We agree. Yet the Gazette has had cause to be less confident about this ‘independence’ than the LSB. We recall how, some years ago, the SRA cooperated closely with government over its high-profile and ultimately fruitless investigation into human rights firm Leigh Day. This cooperation extended to lobbying the MoD to back reform of the disciplinary process, when claims against the same government department lay at the heart of the Leigh Day prosecution. Regular updates were given to the MoD about the progress of the probe – which cost the profession dear and culminated in the law firm’s exoneration.

Independent?

Last week solicitors heard that they will be stung by huge increases in compensation fund contributions arising largely from the spectacular implosion of Axiom Ince. Many are angry, but must wait for a proper account of why the profession is footing the bill for a £64m hole in the client account. The oversight regulator’s report on the SRA’s role in the lead-up to the collapse will not now be published until after the general election. Announcing the delay, the LSB said that, as a public body, it is bound by guidance not to compete with the election campaign for public attention.

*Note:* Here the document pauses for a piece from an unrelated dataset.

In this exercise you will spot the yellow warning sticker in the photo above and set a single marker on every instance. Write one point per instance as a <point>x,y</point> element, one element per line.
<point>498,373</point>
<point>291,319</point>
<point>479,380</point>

This highly contestable assertion is not a good look. The LSB has in the past been cited as an example of creeping government control of the legal profession, with its independence called into question by the International Bar Association. It has not escaped the global bar’s notice that the LSB’s chair must be approved by the lord chancellor.

Gazette readers have been quick to question why an organisation that claims to be independent of government feels constrained to put elements of its work on hold during purdah. The board maintains that it will not be deterred ‘from pursuing any required action or matters arising from our review in the public interest’. Except that it has just been precisely so deterred – by booting its own report into the long grass for spurious reasons of constitutional propriety.